3.1.5. In Vitro Cytotoxicity

To evaluate the cytotoxic effects of the cellulose nanoparticles, CNP-1F and CNP-2A, and determine their suitability for biomedical applications, cell viability assays were performed with Alamar blue. The reaction is based on a dye, the redox indicator resazurin, which produces a colorimetric change and fluorescent signal in response to metabolic activity as well as cell survival and proliferation. Assays were performed on both a human cancer cell line (HeLa) and a healthy human cell line (EA.hy926). The results are shown in Figure 5.

As can be seen in Figure 4, for both cell lines the cell viability is higher than 85%, demonstrating the non-toxicity of CNPs to both cancer and healthy tissue cells [52]. Therefore, these results constitute a starting point for future studies on the use of CNPs synthesised from ionic liquids for biomedical applications as a drug release vehicle.

4. Conclusions

In the present study, two microcrystalline celluloses were used to prepare CNPs from the ionic liquid [emim⁺][CH₃COO⁻]. It has been found that by increasing the volume of acetonitrile as antisolvent, and by increasing temperature in the precipitation step, the hydrodynamic diameter of the CNPs decreases significantly.

The FTIR spectra reveal that the CNPs show the same characteristic peaks as cellulose. No new bands are observed in the CNPs with respect to the preceding microcrystalline cellulose, suggesting no further chemical modification of the cellulose by the process. The FESEM images show a granular, almost spheroidal morphology, smaller in size than that measured by DLS due to the swelling effect that occurs in the suspended particles when using the latter technique.

TGA/DTA analysis shows that CNPs reveal a small weight loss around 100 °C, which is associated with the evaporation of bound water in the cellulose samples. The degradation of CNPs occurs in two stages, the main mass loss occurring at 341 °C, the second around 420 °C, as shown in the DTA curve. All CNPs have a good thermal stability.

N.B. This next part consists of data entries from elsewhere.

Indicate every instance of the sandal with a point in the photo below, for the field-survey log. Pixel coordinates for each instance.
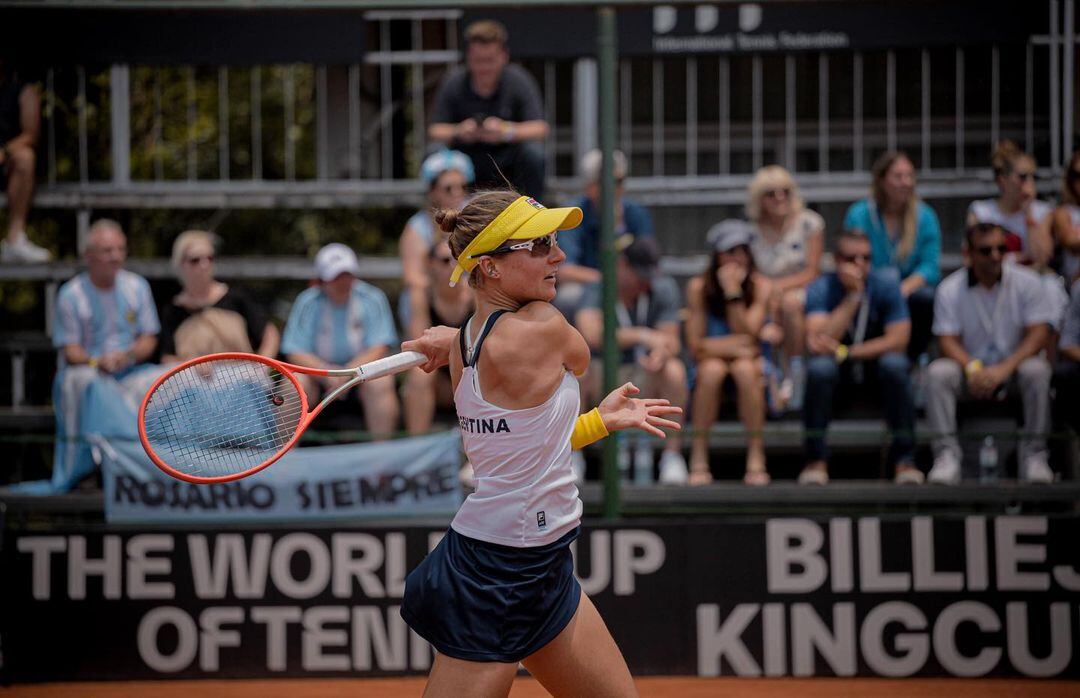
(756, 478)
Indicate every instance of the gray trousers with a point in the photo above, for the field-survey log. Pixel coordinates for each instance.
(945, 384)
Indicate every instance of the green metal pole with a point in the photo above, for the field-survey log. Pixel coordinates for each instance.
(606, 54)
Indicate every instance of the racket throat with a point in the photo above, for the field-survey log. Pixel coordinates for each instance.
(356, 378)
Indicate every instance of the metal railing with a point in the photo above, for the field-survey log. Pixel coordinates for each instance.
(316, 135)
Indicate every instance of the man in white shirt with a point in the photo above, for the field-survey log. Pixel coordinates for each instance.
(991, 321)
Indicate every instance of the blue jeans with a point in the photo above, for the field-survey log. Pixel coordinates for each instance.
(890, 373)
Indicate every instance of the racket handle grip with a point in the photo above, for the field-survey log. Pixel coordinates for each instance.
(390, 365)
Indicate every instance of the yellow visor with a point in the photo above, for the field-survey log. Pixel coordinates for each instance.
(524, 219)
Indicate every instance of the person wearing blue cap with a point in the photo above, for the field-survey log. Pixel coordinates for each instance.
(447, 175)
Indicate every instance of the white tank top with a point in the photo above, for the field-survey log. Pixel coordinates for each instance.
(525, 492)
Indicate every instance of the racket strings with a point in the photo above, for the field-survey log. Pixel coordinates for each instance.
(221, 417)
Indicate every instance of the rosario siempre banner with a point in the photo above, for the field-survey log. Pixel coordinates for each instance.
(402, 477)
(899, 596)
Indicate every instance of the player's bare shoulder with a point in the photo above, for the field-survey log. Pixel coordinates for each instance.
(535, 331)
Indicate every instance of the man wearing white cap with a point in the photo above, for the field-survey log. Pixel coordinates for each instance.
(343, 322)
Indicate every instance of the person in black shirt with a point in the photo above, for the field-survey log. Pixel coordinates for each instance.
(441, 304)
(207, 316)
(491, 110)
(19, 123)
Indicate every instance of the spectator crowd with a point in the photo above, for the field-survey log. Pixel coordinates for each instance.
(775, 322)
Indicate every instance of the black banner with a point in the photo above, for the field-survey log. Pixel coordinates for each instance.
(966, 596)
(54, 37)
(769, 27)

Finally, CNP-1F and CNP-2A have been shown to exhibit no cytotoxic effects when assessing cell viability in both a human cancer cell line (HeLa) and a healthy human cell line (EA.hy926), making them suitable for use in biomedical applications. Moreover, due to the surface properties of CNPs, these results offer the possibility of their surface functionalization, which has a great potential for loading different types of drugs and applications.